First Graphene is investigating new production methods to produce graphene from its Sri Lankan vein graphite.

Nano-carbon materials materials can replace metals in many products, creating new opportunities in manufacturing, says Professor Raston, Flinders College of Science and Engineering Professor of Clean Technology.

The key intellectual property used by 2D Fluidics comprises two patents around the production of carbon nanomaterials, assigned by Flinders University.

“The commercial availability of these materials using the VFD will open exciting possibilities in industry for low-cost, environmentally sustainable production, particularly with 2D Fluidics looking to scale up production using our device’s continuous flow technology,” Professor Raston says.

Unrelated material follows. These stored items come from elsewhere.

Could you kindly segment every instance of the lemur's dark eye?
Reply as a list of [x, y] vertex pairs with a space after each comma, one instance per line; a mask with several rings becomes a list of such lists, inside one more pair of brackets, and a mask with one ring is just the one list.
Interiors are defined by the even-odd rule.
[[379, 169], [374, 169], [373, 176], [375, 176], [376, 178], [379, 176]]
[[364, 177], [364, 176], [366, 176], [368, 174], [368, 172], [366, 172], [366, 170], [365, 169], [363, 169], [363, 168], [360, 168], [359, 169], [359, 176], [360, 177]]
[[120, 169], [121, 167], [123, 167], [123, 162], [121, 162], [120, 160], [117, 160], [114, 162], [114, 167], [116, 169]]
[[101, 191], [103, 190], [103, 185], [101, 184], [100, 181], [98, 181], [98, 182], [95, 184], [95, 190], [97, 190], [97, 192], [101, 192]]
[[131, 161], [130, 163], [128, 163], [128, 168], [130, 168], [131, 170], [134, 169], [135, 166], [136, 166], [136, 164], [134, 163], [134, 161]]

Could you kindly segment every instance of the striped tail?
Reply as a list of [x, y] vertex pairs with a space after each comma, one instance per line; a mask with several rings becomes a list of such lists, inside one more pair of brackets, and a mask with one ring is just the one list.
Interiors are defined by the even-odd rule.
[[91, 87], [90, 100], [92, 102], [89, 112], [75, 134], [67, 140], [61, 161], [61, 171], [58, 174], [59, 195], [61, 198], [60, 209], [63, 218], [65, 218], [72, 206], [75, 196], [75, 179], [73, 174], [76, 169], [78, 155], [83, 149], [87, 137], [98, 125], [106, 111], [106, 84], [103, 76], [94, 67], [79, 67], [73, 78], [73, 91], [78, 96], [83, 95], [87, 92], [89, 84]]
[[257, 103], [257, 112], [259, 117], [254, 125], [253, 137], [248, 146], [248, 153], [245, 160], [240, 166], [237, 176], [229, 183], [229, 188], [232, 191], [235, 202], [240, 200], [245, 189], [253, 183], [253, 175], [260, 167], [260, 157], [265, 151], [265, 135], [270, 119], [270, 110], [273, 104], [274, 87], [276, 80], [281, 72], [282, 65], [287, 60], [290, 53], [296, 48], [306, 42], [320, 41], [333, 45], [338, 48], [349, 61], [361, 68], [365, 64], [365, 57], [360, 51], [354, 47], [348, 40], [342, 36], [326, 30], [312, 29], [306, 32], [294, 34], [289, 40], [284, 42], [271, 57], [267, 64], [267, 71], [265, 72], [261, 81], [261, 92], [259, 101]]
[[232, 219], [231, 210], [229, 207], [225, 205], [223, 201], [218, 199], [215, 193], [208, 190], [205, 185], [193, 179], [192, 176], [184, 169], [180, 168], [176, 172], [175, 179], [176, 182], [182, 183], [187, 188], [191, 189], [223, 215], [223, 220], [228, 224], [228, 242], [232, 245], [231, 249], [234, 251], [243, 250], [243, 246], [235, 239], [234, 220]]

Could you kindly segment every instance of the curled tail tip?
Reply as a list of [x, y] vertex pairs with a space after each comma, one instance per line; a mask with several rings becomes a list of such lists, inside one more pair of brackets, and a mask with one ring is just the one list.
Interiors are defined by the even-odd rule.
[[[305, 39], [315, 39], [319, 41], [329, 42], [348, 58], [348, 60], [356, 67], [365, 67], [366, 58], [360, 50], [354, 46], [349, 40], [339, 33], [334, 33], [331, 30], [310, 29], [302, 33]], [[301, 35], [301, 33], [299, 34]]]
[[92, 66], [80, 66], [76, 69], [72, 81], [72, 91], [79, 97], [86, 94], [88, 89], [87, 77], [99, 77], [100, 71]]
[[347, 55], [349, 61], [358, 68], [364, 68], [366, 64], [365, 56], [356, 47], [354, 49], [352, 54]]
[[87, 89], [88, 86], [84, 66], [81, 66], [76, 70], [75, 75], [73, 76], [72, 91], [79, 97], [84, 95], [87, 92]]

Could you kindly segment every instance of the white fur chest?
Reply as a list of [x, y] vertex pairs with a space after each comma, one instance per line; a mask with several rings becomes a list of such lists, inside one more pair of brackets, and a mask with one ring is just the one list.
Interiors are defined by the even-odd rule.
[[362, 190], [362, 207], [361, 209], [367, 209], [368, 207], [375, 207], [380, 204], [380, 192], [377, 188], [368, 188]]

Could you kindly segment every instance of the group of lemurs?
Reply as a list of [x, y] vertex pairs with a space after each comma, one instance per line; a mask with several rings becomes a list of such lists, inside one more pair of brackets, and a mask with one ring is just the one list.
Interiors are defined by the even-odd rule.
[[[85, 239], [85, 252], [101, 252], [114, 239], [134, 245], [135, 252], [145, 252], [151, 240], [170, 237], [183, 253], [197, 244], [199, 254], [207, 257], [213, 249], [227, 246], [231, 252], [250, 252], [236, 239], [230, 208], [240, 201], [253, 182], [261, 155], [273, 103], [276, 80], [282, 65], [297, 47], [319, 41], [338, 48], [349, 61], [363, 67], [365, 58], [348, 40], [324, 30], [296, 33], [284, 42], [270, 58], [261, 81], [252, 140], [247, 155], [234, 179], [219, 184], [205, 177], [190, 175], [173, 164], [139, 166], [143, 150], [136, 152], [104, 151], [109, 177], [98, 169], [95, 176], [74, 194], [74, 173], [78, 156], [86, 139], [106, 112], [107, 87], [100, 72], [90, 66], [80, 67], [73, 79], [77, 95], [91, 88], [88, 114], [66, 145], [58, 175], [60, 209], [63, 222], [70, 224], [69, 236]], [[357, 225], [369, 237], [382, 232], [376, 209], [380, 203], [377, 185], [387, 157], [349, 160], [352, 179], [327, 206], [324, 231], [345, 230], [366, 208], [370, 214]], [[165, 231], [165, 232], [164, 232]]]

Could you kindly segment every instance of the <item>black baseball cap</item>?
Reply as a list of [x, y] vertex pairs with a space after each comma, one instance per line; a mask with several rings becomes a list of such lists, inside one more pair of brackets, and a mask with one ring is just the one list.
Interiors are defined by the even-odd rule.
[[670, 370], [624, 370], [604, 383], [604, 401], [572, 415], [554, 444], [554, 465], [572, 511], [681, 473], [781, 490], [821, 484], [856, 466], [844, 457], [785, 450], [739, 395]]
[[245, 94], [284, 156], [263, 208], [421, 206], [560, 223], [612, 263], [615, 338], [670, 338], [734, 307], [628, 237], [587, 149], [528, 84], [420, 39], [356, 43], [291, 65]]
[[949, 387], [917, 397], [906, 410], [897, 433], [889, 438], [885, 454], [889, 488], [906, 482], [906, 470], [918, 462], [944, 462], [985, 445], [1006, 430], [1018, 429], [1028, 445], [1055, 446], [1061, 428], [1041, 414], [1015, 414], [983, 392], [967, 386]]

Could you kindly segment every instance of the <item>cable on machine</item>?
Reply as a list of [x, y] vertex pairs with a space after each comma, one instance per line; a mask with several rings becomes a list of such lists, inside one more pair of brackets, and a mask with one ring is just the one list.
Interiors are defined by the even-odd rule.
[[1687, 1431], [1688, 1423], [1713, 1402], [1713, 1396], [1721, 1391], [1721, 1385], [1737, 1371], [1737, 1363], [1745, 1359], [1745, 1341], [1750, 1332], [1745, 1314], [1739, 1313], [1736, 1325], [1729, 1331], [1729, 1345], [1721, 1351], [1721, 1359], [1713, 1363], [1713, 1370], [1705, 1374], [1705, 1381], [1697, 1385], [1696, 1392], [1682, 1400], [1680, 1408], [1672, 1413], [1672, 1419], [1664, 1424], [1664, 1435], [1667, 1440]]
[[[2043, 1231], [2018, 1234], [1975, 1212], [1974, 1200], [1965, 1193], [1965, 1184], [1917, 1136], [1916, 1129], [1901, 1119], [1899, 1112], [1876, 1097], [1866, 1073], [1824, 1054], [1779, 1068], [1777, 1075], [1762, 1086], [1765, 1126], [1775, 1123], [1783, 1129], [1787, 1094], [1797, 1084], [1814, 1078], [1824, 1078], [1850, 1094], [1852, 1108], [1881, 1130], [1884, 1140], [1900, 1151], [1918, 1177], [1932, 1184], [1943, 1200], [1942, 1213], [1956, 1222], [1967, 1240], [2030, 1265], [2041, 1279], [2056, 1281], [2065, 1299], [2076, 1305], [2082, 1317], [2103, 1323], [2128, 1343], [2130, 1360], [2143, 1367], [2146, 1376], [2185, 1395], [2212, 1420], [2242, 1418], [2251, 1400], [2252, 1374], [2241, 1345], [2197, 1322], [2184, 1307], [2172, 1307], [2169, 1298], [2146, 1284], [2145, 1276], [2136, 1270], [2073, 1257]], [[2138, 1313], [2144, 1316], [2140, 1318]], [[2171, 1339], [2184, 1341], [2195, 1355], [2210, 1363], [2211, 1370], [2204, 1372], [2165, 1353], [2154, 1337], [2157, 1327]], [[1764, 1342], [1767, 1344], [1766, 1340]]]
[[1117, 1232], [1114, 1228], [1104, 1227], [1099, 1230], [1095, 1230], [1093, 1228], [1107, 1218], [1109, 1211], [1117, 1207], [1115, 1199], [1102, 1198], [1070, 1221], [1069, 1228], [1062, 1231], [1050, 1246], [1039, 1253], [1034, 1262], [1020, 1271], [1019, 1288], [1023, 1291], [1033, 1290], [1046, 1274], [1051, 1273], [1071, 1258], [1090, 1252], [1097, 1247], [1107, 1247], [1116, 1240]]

In the past three years the VFD has been a “game-changer’ for potential applications across the sciences, from engineering to medicine.

The 2D Fluidics venture will investigate carbon materials for commercial application in a range of industries, from novel plastics and composite materials, to electronic components including circuits, supercapacitors and even batteries.

“The commercialisation of the device will have a big impact on the teaching and research arenas,” Professor Raston adds.

2D Fluidics will also manufacture the VFD, which is expected to become an in-demand state-of-the-art research and teaching tool for thousands of universities world-wide, and should be a strong revenue source for the new company.

First Graphene Ltd has been working with Professor Raston and others in his team at Flinders University for more than 12 months.

The Vortex Fluidic Device and a laser have been used to cut the super hard carbon nanotubes at an average length of 170 nanometres using only water and a solvent.

Carbon nanotubes are minute, tubular cylinders of carbon atoms with extraordinary mechanical, electrical, thermal, optical and chemical properties.

They have been described as having 200 times the strength and five times the elasticity of steel, with five times the electrical conductivity, 15 times the thermal conductivity and 1,000 times the current capacity of copper – and with almost none of the environmental or physical degradation issues common to metals.

The creation of 2D Fluidics builds on the reputation of the Flinders Institute for NanoScale Science and Technology. The Institute’s Director Professor David Lewis says the decision to form an institute underlines Flinders’ strong cohort of more than 120 high performing researchers in this field, strong external partnerships and increasing international reputation.